Glucose versus cellulose
Beide termen klinken hetzelfde, maar net als veel woorden bevat elk woord een andere betekenis dan het andere.
Bijvoorbeeld, "glucose" is afgeleid van het Griekse woord "glykys" wat "zoet" betekent, terwijl "cellulose" uit het Latijnse "cellula" komt wat "biologische cel" betekent. Hoewel beide verschillende etymologieën hebben, zijn beide aanwezig in planten.
Glucose is een bijproduct van fotosynthese, het proces waarbij de planten hun eigen voedsel maken door kooldioxide en water te combineren met chlorofyl en zonlicht. In planten, dieren en mensen wordt glucose gebruikt als brandstof voor de processen, groei, ontwikkeling en bewegingen van het levende organisme. Overmaat glucose wordt opgeslagen als glycogeen bij dieren en mensen, terwijl het zetmeel is wanneer het in planten wordt aangetroffen.
Glucose is ook algemeen bekend als suiker, een onderdeel van meer complexe koolhydraten. Als een bron van brandstof is glucose overvloedig in voedingsmiddelen die rijk zijn aan koolhydraten en zetmeel zoals brood, pasta, aardappelen en snoep. Glucose komt het lichaam binnen als voedsel en wordt door het lichaam afgebroken om te gebruiken als energie voor de dagelijkse consumptie.
In planten wordt glucose aangetroffen in het sap waar het wordt opgeslagen als zetmeel. Het wordt gebruikt door planten voor de ontwikkeling van delen zoals bladeren, wortels en stelen. Overmaat glucose wordt opgeslagen in de zaden en de wortels waar de plant het kan gebruiken wanneer nodig.
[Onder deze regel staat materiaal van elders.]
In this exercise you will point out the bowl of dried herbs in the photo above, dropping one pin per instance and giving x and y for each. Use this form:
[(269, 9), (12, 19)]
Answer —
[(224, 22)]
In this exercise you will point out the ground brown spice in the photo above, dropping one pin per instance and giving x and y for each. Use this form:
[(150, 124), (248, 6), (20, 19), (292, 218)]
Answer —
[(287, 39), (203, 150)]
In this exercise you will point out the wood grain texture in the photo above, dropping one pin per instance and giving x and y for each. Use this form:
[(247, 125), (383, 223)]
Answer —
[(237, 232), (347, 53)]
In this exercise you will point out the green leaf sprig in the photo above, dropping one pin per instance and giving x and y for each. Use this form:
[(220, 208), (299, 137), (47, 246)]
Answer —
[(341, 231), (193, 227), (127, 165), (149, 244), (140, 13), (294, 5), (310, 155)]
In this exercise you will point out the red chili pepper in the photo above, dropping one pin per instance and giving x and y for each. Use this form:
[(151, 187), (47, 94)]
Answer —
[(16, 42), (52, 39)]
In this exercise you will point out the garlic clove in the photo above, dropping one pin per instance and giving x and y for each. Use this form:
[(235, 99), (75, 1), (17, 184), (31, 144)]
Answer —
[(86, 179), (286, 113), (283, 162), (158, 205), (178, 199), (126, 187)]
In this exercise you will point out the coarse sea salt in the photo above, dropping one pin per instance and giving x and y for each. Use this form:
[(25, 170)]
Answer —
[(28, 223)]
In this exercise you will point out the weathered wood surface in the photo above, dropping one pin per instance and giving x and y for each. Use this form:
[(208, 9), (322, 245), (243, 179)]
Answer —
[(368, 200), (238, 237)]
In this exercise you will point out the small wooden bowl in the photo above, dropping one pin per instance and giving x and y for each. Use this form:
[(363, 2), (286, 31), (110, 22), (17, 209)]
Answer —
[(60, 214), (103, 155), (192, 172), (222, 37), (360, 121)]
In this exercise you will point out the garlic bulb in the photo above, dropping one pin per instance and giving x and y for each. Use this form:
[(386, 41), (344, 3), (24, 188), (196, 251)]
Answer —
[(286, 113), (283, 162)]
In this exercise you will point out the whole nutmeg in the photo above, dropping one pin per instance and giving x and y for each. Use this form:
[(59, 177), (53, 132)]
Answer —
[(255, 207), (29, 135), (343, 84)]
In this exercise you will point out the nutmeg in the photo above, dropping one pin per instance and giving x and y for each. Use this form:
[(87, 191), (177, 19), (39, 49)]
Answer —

Mensen gebruiken glucose als energiebron. Meestal bestaat glucose als voedsel. Maar glucose kan ook de vorm aannemen van tabletten, poeder en dextrose wanneer een persoon een aandoening heeft die diabetes wordt genoemd. Diabetes is een aandoening waarbij de glucose niet wordt verwerkt door een lichaamschemie die insuline wordt genoemd (die wordt afgescheiden door de pancreas) om die glucose om te zetten in energie.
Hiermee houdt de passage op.